I was motivated to head to the theatre a few more times in 2025 including Friendship at the Wisconsin Film Festival for laugh-out-loud-in-a-crowd catharsis, predictable but exciting jump scares at Final Destination Bloodlines, and a fun but confusing watch of Spike Lee’s Highest 2 Lowest.
I oscillated between active and passive avenues for mining films to watch: scrolling through available titles on Netflix after watching nightly episodes of One Piece and leading myself to offerings like In Defense of A Married Man (1990) and Ghosting: The Spirit of Christmas (2019), going to a branch of Madison Public Library to pick up holds and browse the seasonal displays and shelves for interesting titles to add to my watchlist, or firing up Gregg Araki “comfort watch” titles in my physical media collection like The Living End (1992), White Bird In A Blizzard (2014), or Splendor (1999).
Notable changes for me in 2025 included splurging on a YouTube Premium account to watch more content from channels with short documentary-style films without a barrage of advertisements and becoming more aware of how much film review and analysis content had infiltrated my “TikTok For Your Page.” In the later portion of the year, I watched creator after creator on TikTok addressing “freak cinema” with mentions of Cronenberg’s legacy, Babygirl (2024), and a resurgence of fandom for James Spader, which encouraged me to check out Secretary (2002) from the library and read Mary Gaitskill’s Bad Behavior, which includes the short story that the film is based on.
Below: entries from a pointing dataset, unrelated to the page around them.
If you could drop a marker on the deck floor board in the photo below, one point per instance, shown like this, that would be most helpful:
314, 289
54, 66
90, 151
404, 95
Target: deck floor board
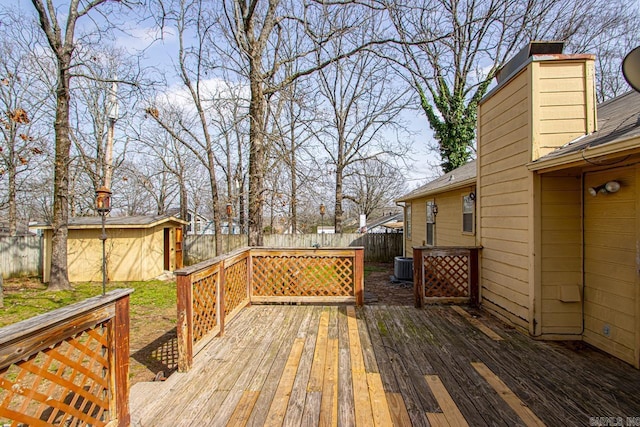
415, 361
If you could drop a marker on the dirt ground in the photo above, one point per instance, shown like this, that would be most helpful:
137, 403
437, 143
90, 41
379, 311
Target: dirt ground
153, 345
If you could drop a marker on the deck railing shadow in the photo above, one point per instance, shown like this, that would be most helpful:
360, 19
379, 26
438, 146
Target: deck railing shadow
212, 292
160, 355
69, 366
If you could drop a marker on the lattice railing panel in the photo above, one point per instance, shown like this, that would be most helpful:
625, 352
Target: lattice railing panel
65, 384
204, 305
235, 290
302, 276
446, 276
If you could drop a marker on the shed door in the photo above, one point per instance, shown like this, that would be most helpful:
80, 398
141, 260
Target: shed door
611, 285
179, 263
167, 249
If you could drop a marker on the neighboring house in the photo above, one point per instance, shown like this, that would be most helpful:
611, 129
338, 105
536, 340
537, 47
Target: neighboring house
448, 199
326, 229
138, 248
388, 224
557, 206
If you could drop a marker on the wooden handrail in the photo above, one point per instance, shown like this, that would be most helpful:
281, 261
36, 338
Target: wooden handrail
210, 293
90, 339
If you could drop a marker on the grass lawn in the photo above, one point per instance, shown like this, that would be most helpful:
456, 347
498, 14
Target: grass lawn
153, 316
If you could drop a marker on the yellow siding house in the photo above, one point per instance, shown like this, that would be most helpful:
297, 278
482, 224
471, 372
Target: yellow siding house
557, 206
137, 248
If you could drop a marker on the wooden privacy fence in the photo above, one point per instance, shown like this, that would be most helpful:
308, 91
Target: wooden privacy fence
445, 274
214, 291
69, 366
379, 247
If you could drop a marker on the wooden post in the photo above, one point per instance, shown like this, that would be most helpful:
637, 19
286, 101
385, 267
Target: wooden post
358, 276
249, 276
474, 284
221, 298
184, 327
418, 282
121, 361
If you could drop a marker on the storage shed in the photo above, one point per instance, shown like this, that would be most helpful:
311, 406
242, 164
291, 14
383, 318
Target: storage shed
137, 247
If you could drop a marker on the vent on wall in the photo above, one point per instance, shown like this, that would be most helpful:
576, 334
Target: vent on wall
533, 48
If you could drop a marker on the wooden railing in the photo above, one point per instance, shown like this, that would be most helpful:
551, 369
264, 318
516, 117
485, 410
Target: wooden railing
212, 292
209, 293
69, 366
445, 274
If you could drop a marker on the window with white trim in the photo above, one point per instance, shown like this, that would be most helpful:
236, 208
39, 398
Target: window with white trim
431, 223
468, 210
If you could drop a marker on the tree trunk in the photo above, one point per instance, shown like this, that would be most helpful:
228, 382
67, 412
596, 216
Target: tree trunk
59, 278
215, 202
338, 206
13, 220
294, 184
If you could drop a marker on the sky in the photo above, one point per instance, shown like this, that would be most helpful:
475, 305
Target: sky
158, 53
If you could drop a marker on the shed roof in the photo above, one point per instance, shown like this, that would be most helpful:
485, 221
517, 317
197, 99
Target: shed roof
618, 122
141, 221
461, 177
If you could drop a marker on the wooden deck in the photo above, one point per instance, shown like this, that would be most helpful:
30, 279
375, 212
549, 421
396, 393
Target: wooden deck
386, 365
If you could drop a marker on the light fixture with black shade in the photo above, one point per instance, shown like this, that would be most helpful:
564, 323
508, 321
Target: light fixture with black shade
606, 188
103, 206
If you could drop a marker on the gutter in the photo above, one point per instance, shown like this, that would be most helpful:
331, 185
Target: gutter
458, 185
630, 144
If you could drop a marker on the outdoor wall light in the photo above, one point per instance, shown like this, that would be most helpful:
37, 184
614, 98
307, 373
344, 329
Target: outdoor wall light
608, 187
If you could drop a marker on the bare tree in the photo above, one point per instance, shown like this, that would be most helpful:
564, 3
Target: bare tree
59, 27
373, 186
255, 31
469, 42
362, 105
94, 132
193, 131
23, 103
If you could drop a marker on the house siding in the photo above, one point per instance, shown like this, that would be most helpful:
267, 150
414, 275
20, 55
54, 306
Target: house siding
503, 192
563, 105
611, 264
561, 259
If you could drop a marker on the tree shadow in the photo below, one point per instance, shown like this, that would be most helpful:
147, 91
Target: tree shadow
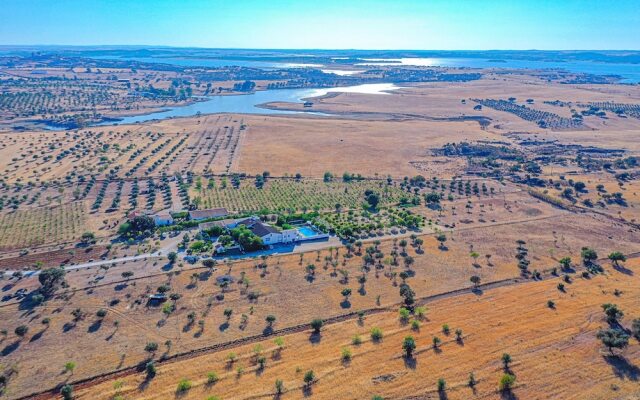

TikTok also brought me a reminder of how much of a sucker I am for music x film fan edits like: PinkPantheress x Heat (1995), Aphex Twin x Under The Silver Lake (2018), and Kendrick Lamar x The Wrong Trousers (1993).
I am hopeful that the future of cinema in Madison includes me taking more acquaintances and self-proclaimed film enthusiasts to see screenings at UW Cinematheque. So many people talk to me about wanting to see more cool stuff in the theater but have never been to a screening at 4070 Vilas Hall. Maybe I feel a level of penance will be brought upon my soul for initiating more people into that space after falling asleep during so many screenings there as a tired and confused Communication Arts student, or maybe I’ll end up making a new friend. Either way, I know that sharing a moviegoing experience with another person still feels like the first time that I watched The Neverending Story (1984) on the floor of my friend’s living room: it gives you something back that you never even knew that you had lost.